Fiziksel aktivitenin kanser riskini azalttığını belirten Gündüz, "Bazı klinik araştırmalar, haftada 150 dakika orta düzeyde egzersiz yapmanın, özellikle meme ve bağırsak kanseri riskini düşürebildiğini göstermiştir. Sigaranın akciğer kanserlerinin yüzde 85’inden sorumlu olduğu bilinmektedir. Alkol tüketimi ise meme, karaciğer ve yemek borusu kanseriyle ilişkilidir" dedi.

Melatonin hormonunun hücre yenilenmesini desteklediğine değinen Diyetisyen Gündüz, kronik stresin bağışıklık sistemini baskılayarak bazı kanser türlerinin gelişimini hızlandırdığını aktararak, "DNA hasarını önleyen antioksidanlar önemli.

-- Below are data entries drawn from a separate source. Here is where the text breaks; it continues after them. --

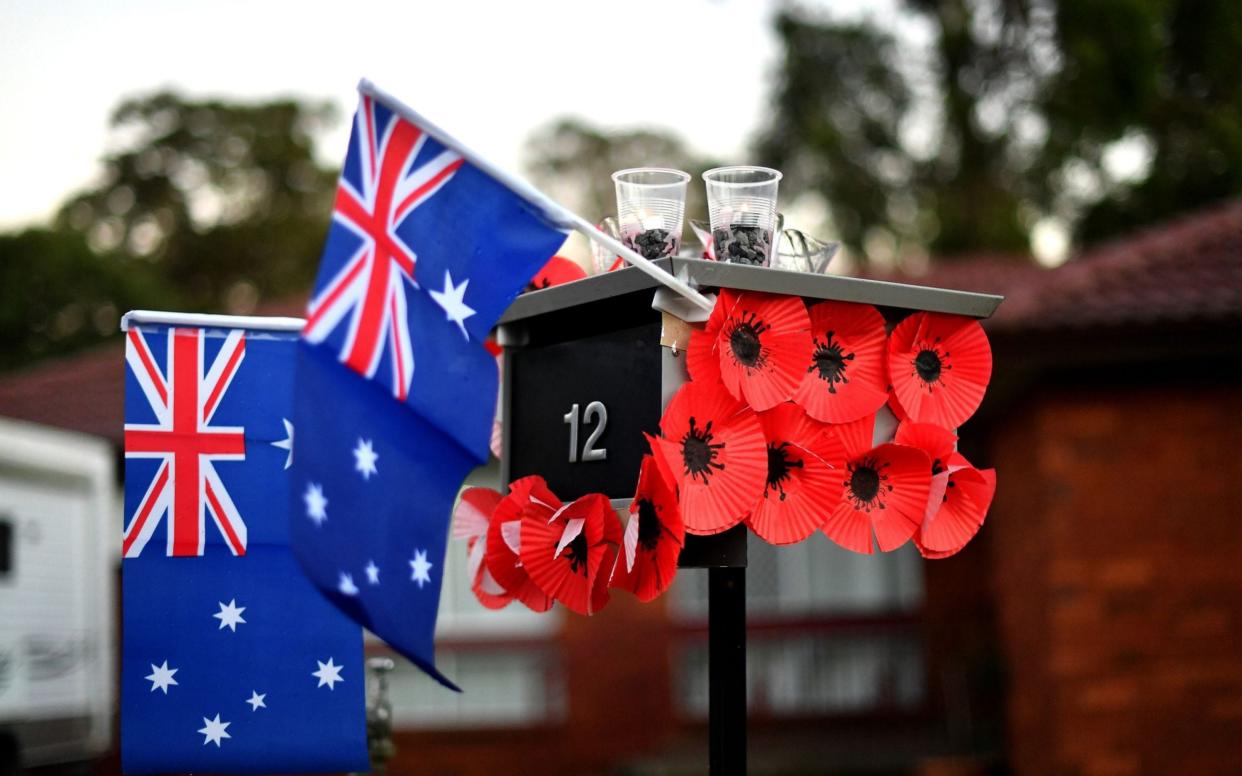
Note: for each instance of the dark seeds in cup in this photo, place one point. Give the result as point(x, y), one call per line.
point(742, 245)
point(653, 243)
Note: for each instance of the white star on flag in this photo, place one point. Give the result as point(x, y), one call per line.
point(452, 299)
point(328, 674)
point(214, 730)
point(347, 585)
point(365, 458)
point(162, 677)
point(287, 442)
point(419, 568)
point(317, 505)
point(230, 615)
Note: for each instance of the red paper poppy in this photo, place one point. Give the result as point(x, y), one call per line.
point(756, 344)
point(939, 366)
point(939, 445)
point(966, 497)
point(716, 448)
point(559, 270)
point(504, 541)
point(884, 492)
point(653, 536)
point(847, 370)
point(471, 520)
point(805, 460)
point(569, 549)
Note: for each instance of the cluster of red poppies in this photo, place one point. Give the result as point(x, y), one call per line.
point(533, 548)
point(778, 425)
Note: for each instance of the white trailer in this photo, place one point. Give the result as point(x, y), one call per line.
point(58, 525)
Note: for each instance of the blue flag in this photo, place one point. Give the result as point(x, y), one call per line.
point(395, 392)
point(231, 661)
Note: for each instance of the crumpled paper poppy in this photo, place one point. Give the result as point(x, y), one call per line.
point(471, 520)
point(805, 460)
point(652, 539)
point(558, 270)
point(755, 343)
point(714, 446)
point(569, 549)
point(504, 541)
point(939, 366)
point(846, 365)
point(884, 492)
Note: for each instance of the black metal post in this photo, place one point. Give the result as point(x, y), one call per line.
point(727, 669)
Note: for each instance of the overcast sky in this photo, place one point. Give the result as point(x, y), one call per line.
point(488, 72)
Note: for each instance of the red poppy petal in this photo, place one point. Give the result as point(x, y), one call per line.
point(847, 363)
point(732, 456)
point(963, 360)
point(655, 558)
point(966, 498)
point(935, 441)
point(801, 478)
point(559, 270)
point(892, 500)
point(761, 348)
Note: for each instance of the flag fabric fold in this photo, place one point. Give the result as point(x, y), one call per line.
point(231, 659)
point(395, 390)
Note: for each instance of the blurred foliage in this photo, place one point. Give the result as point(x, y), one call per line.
point(959, 123)
point(205, 205)
point(573, 163)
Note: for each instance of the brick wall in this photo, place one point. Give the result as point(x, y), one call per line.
point(1115, 548)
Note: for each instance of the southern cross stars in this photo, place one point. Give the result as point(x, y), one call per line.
point(214, 730)
point(452, 299)
point(317, 505)
point(365, 458)
point(162, 677)
point(230, 615)
point(287, 442)
point(328, 674)
point(419, 568)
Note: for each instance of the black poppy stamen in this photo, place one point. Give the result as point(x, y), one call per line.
point(648, 524)
point(780, 467)
point(698, 452)
point(575, 553)
point(830, 360)
point(745, 344)
point(867, 484)
point(930, 364)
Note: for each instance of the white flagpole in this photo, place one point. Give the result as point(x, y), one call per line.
point(554, 211)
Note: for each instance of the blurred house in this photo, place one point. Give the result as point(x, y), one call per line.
point(1094, 626)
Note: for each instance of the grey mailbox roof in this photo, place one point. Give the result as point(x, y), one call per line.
point(720, 275)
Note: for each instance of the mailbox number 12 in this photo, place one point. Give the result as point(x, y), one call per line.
point(595, 414)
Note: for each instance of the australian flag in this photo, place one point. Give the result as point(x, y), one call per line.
point(232, 662)
point(395, 391)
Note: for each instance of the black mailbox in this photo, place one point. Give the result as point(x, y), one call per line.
point(585, 375)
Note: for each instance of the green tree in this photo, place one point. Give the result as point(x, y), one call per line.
point(226, 200)
point(573, 163)
point(956, 124)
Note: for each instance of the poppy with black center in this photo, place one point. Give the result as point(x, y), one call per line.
point(845, 366)
point(884, 492)
point(569, 550)
point(714, 450)
point(753, 343)
point(939, 366)
point(653, 536)
point(802, 479)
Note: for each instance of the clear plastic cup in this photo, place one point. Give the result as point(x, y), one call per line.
point(742, 209)
point(651, 210)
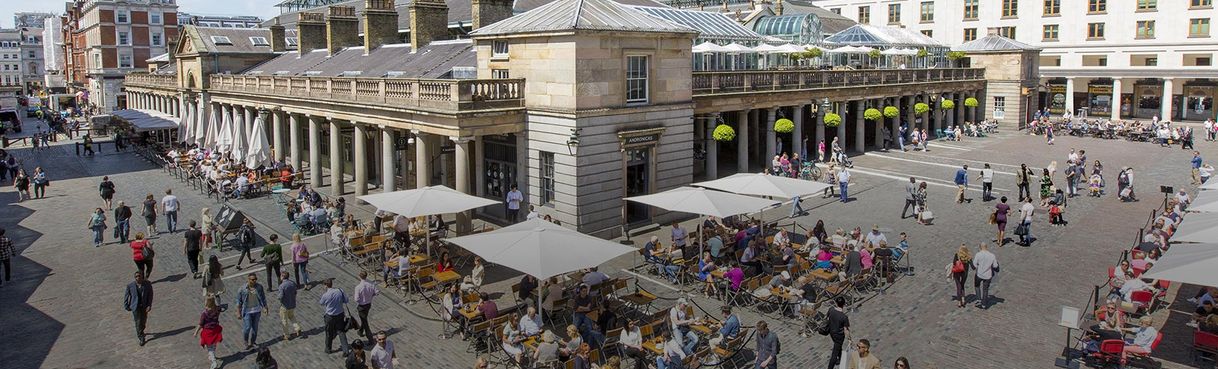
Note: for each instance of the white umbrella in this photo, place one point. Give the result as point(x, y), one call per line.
point(260, 150)
point(541, 249)
point(764, 185)
point(1188, 263)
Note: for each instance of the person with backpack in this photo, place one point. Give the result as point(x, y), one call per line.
point(959, 272)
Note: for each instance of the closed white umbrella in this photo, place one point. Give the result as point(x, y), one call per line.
point(260, 150)
point(541, 249)
point(1188, 263)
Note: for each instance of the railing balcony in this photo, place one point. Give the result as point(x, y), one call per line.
point(708, 83)
point(428, 94)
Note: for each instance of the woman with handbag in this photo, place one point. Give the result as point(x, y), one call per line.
point(143, 253)
point(98, 224)
point(959, 272)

C vitamini, E vitamini, selenyum, polifenoller ve flavonoidler kanser riskini azaltabilir. Likopen ve karotenoidler DNA hasarını önleyip iltihaplanmayı azaltarak koruyucu bir etki sağlar. Domates, havuç, tatlı patates ve kırmızı biber bu bileşenleri içeren besinlerdir. Yine bir klinik çalışma, yüksek likopen alımının prostat kanseri riskini yüzde 30 oranında azaltabileceğini gösteriyor" şeklinde konuştu.

"Bağırsak sağlığı da korunmada etkili"

Bağırsak florasının güçlendirilmesinin bağışıklığı desteklediğini söyleyen Diyetisyen Gündüz, yoğurt, turşu, sarımsak ve soğan gibi besinlerin tüketilmesinin önemini ifade etti.

Brokoli, karnabahar, lahana ve turbun kanserojenleri etkisiz hale getiren enzimler içerdiğini vurgulayan Diyetisyen Gündüz şunları dile getirdi:

"Omega-3 yağ asitleri de hücre membran stabilitesini artırarak kanser hücrelerinin çoğalmasını yavaşlatabilir. Somon, keten tohumu ve ceviz Omega-3 açısından iyi kaynaklardır. Ayrıca, bağırsak florasını güçlendiren prebiyotik ve probiyotikler bağışıklık sistemini destekleyerek kanser riskini azaltabilir. Yeşil çay, nar ve kırmızı üzüm gibi flavonoidler ve polifenoller içeren gıdalar ise hücre yenilenmesini destekleyerek sağlıklı hücre fonksiyonlarını koruyabilir."

"İşlenmiş etlerden uzak durulmalı"

Kaçınılması gereken gıdalardan da bahseden Diyetisyen Gündüz, işlenmiş etlerin (salam, sosis, sucuk) Dünya Sağlık Örgütü (WHO) tarafından 1. Grup kanserojen olarak sınıflandırıldığını belirterek, "Yüksek glisemik indeksli gıdalar, insülin direncini artırarak bazı kanser türleriyle ilişkili bulunmuştur. Özellikle pankreas, meme ve kolorektal kanser riskini yükselttiği gösterilmiştir" uyarısında bulundu.

Ulusal Kanser Haftası’nda bilinçlenmenin önemine vurgu yapan Gündüz, sağlıklı beslenme, aktif bir yaşam ve zararlı alışkanlıklardan uzak durmanın kanser riskini önemli ölçüde azaltabileceğini söyledi.